Friday, July 11, 2008
weaving with cane
I spent the whole week at Ratmale in Polonnaruwa on my own as I have let go my driver due to straightened financial circumstances. Each day was an event in itself with unplanned events.
I had asked that a long chair a kavichchiya be woven in cane instead of cushioning it which is the preferred option in these parts, though weaving is the more appropriate course for this climate. I did not realize what a procedure that this simple task would become.
There is fake cane(plastic), called ‘Chintha’ which is about a quarter of the price of cane that people use, but which wont last very long, and then there is the real thing. For the particular piece of furniture the finest of the cane strips is required if the job is to be done to perfection. I require 3kg at a price of Rs1300/- a kg at the source.
Cutting cane is illegal, unless one has a permit. The plants are protected as endangered, as they grow along waterways and are seen less and less. I went with the weaver, who lives in the next village, the proud villages of Purana Ratmale(one of 7 original villages of Polonnaruwa) who call themselves high class Govigama, look down on these people as being transplanted recently as Rodiya. So they have to resort to skills other than farming.
It was a fair distance, to Manampitiya at the edge of the Polonnaruwa district crossing the mighty Mahaweli over the Japan Peace Bridge! There is cane right along the river banks and people here have permits to harvest and make the various sizes for the various woven products. I was given a lesson on the various qualities of cane by the owner of the shop, who also sells caneware and he told me that the Moratuwa furniture shops are his largest customers for cane for weaving in their workshops.

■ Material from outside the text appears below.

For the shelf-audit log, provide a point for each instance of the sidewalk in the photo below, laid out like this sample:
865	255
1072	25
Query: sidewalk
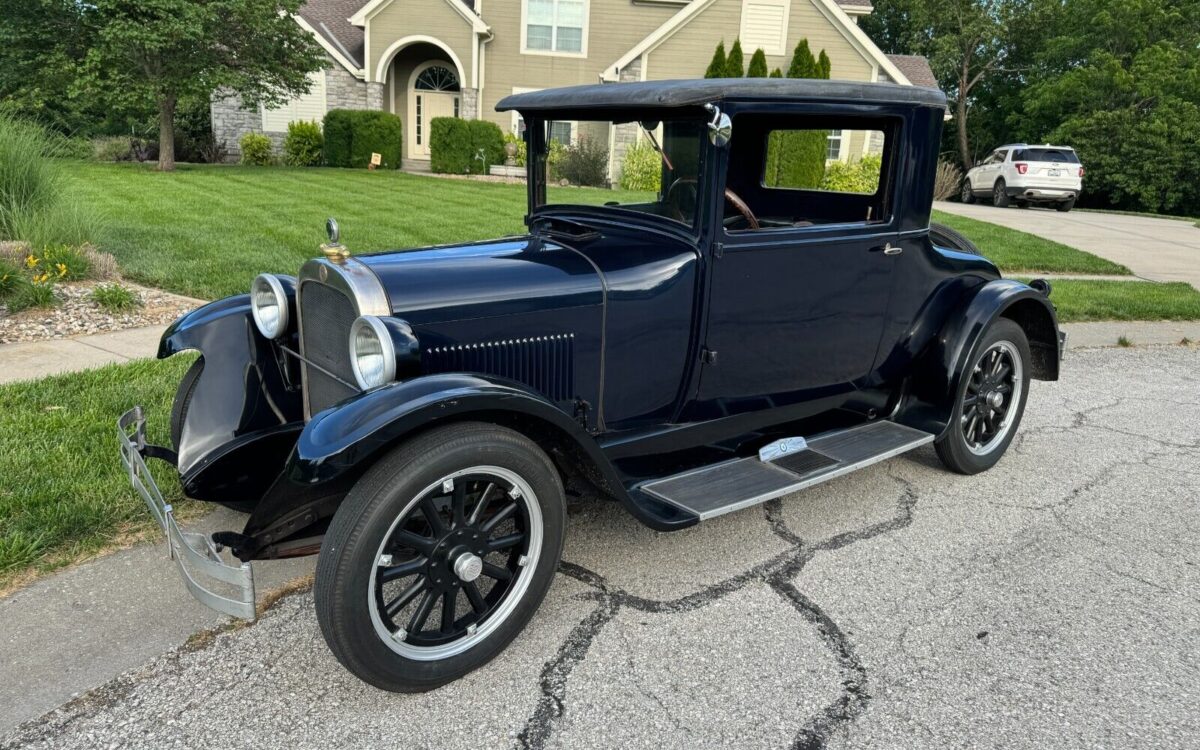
36	359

On the way back I stopped by my Hingurakgoda agricultural tract and this man spots the cane right along the river of my property, and tells me I have all the cane I want for any caneware and as long as I only use it for personal use it would not be a problem as I would encourage the growth of the plants by pruning mature cane and he would make anything I wanted on site. So this was an added bonus of the journey and meeting the weaver who explained how to preserve and why the shops in Wewaldeniya along the Kandy road sell nice looking cane ware which lasts only a short while because they are polished and ruin the longevity of the cane. He learnt his craft in Wewaldeniya, where the shops look enticing with prices less so.
Digressing a little I also purchased a reed mat, a super example of Thunhiriya reed, which he had made as a sample for a hotel, which wanted to use reed mats as the ceiling material. That hotel ordered 750 of these 6ft long mats for their entire ceiling.
Ironically, Ratmale used to be a center for the weaving of reed mats by the women primarily for home use but also as an additional income source. I have both Gallaha the superior version and Thunhiriya reed on my forest property. I am also in the process of preserving a Gallaha reed marsh on the property with the intention of having a weaver on site to make mats etc with this reed to maintain a fast dying craft in these areas.
It was therefore a pleasant if unexpected finding that I actually have the raw material for these crafts in my two Polonnaruwa properties both along wetlands and also know of local craftsman who can turn out items from them.